Une carte en plastique qui sera distribuée à tous les clercs, diacres, prêtres et évêques d’ici la fin de l’été prochain. Cette carte permettra à chacun de savoir les éventuelles restrictions qui frappent l’ecclésiastique, par exemple s’il a le droit de confesser, ou de présider une célébration en public. Encore faudra-t-il la demander et avoir sur soi le moyen électronique de la lire. Et quand bien même... Est-ce vraiment là l’urgence absolue ? L’adage qui dit que "trop de com' tue la com'" se révèle une nouvelle fois exact !
En France, depuis 26 ans, je n’ai jamais eu à présenter mon celebret (c’est ainsi qu’on nomme cette carte de prêtre qui existe depuis des lustres et dont la nouveauté consiste donc désormais à ce qu’elle soit plastifiée et numérisée). Et je pense ne pas être le seul à ne jamais l’avoir sorti de ma poche en tout cas dans notre pays...
Nous arrivons au pire des moments, celui où la rumeur prévaut sur le droit, où la dénonciation vaut reconnaissance de culpabilité, où chacun se terre et attend passer l’orage comme s’il s’agissait d’une tornade après laquelle le calme se ferait. Mais non, il n’y a pas d’accalmie en vue pour la simple raison que ce n’est pas avec des gadgets que l’on traitera le mal.
Car ce que révèlent ces drames qui sortent au grand jour mais qui étaient connus de beaucoup depuis longtemps, c’est notre paralysie collective qui nous empêche de comprendre que nous sommes arrivés à un tournant majeur, à un moment essentiel. Et qu’il ne faudrait pas que, restant agrippés à nos manières séculaires, nous nous rangions du côté de ces prêtres de Jérusalem qui avaient tout pour voir et entendre et qui n’ont rien voulu savoir.
Une simple carte face aux abus ?
L’enjeu n’est pas de permettre qu’une carte plastifiée distingue les vrais prêtres des escrocs.
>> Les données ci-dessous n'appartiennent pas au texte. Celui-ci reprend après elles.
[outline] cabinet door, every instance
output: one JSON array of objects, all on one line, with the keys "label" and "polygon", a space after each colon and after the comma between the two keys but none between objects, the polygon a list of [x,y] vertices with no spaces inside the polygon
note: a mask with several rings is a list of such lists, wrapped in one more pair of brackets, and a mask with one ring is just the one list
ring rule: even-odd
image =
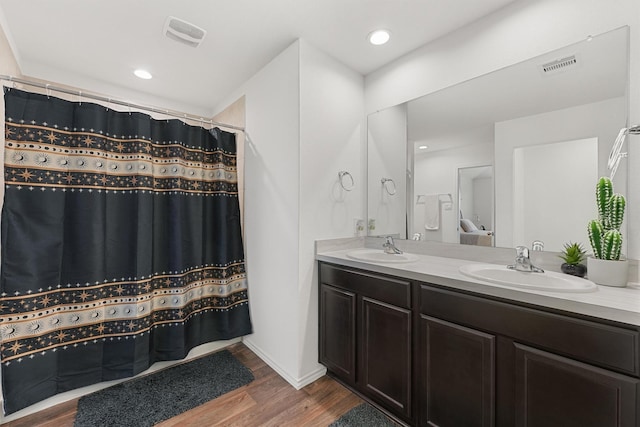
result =
[{"label": "cabinet door", "polygon": [[515,344],[516,425],[638,426],[640,380]]},{"label": "cabinet door", "polygon": [[356,381],[356,295],[320,285],[320,363],[349,384]]},{"label": "cabinet door", "polygon": [[420,425],[495,424],[495,337],[420,316]]},{"label": "cabinet door", "polygon": [[371,298],[361,301],[359,388],[393,413],[411,417],[411,311]]}]

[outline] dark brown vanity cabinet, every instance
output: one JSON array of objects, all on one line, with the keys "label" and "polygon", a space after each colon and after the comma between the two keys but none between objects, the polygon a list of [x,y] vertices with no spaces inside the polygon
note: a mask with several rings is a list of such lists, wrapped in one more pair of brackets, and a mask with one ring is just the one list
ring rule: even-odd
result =
[{"label": "dark brown vanity cabinet", "polygon": [[320,362],[405,422],[412,417],[411,283],[320,264]]},{"label": "dark brown vanity cabinet", "polygon": [[420,425],[640,426],[638,328],[419,293]]},{"label": "dark brown vanity cabinet", "polygon": [[320,362],[410,425],[640,427],[640,328],[320,263]]}]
L’enjeu est que la manière dont l’Église fonctionne doit être revue à l’aune de ce que l’Esprit inspire non à quelques-uns qui se sont souvent trompés par le passé ,sur ce sujet en tout cas, mais à tous les baptisés : n’est-ce pas cela la réelle synodalité ?
En fait cette carte n’empêchera pas ceux qui abusent de continuer à le faire. Comment, par exemple, aurait-elle pu protéger les jeunes gens qui se faisaient déshabiller pendant des confessions ? Ou telle jeune fille qui se fit embrasser de force ? Ou des religieuses réduites en quasi esclavage par quelques-unes au cœur de la capitale ?
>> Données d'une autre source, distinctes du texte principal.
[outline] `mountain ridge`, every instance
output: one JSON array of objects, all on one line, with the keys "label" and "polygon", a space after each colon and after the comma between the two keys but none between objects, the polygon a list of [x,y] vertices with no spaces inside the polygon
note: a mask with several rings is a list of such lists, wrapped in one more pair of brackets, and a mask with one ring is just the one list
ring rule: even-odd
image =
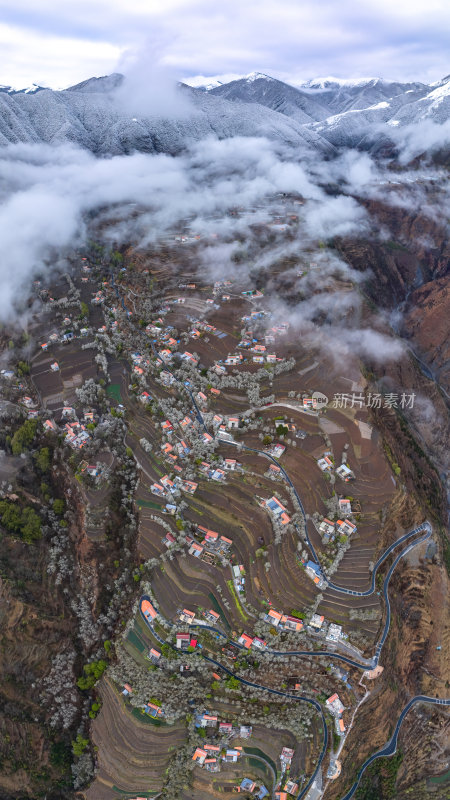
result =
[{"label": "mountain ridge", "polygon": [[342,147],[376,151],[380,141],[394,148],[395,129],[450,118],[448,76],[432,85],[320,78],[302,88],[253,72],[208,90],[179,83],[180,106],[184,97],[189,108],[178,113],[175,93],[173,114],[158,111],[157,91],[152,104],[154,89],[147,112],[132,115],[118,100],[128,91],[120,73],[61,90],[1,86],[0,146],[69,142],[101,156],[177,154],[207,136],[264,136],[328,157]]}]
Car elles sont là les vraies attentes. En espérant que la nouvelle carte qui viendra se glisser bientôt dans mon portefeuille ne fasse pas oublier les rapports rédigés et les prescriptions courageusement faites. Et qu’un bout de plastique, en ce domaine comme en d’autres, ne se substituera pas au courage et ne remplacera pas la prévention.